Sistem nilai budaya adalah suatu rangkaian dari konsep abstrak yang hidup dalam alam pikiran sebagian besar dari warga suatu masyarakat, mengenai apa yang harus dianggap penting dan berharga dalam hidupnya.

Suatu sistem nilai budaya itu biasanya merupakan bagian dari kebudayaan yang berfungsi sebagai pengarah dan pendorong kelakuan manusia.

Karena sistem nilai budaya itu hanya konsep-konsep yang abstrak, bisa dirasakan, tetapi sering tidak dapat dinyatakan dengan tegas oleh warga masyarakat yang bersangkutan.

Justru sering hanya bisa dirasakan dan tidak dapat dirumuskan dengan akal yang rasional. 

Membangun karakter dan watak bangsa melalui pendidikan mutlak diperlukan, bahkan tidak bisa ditunda, mulai dari lingkungan rumah tangga, sekolah dan masyarakat dengan meneladani para tokoh.

Orangtua memberi contoh, menjadi contoh dan mengajak anak-anak untuk belajar kehidupan rumah tangga.

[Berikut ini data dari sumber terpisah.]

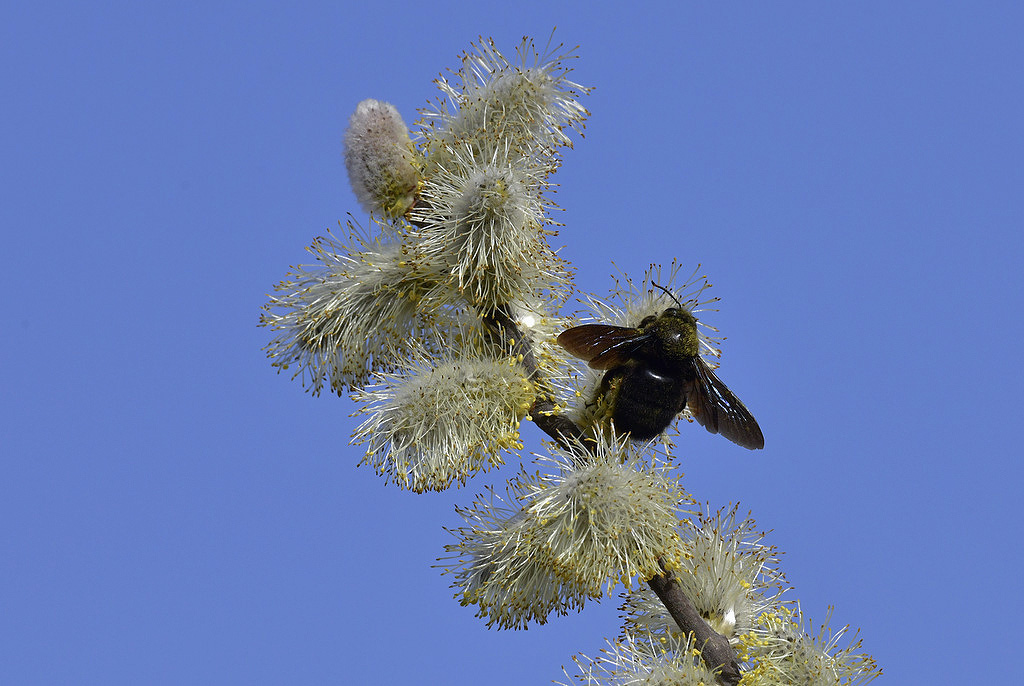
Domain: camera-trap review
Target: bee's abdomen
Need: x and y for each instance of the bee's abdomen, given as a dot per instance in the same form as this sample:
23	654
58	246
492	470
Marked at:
647	402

Guru mencetak generasi sesuai dengan standar kompetensi lulusan, penumbuhan karakter yang kuat, penguasaan hard skills dan soft skills melalui pembelajaran yang berkualitas. 

Dimana kita sebagai guru dalam pendidikan agama Islam dituntut mengarahkan, membimbing para peserta didik berakhlak mulia, mempunyai kultur dalam segala aspek kehidupan.

Menjadi pribadi yang mandiri secara akademik, vokasional, sosial dan personal. Serta mewadahi para peserta didik kegiatan-kegiatan yang memungkinkan terlatihnya kesadaran diri (self awwerness).

Latihan kesadaran diri terus dilakukan, sehingga anak didik memahami apa yang diharapkan dari mereka sebagai pemegang tongkat estafet pembangunan. Sekian dan terima kasih***

Penulis : Jurotul A’yuni (192371057)

Pendidikan Agama Islam, Sekolah Tinggi Ilmu Tarbiyah Madani Yogyakarta.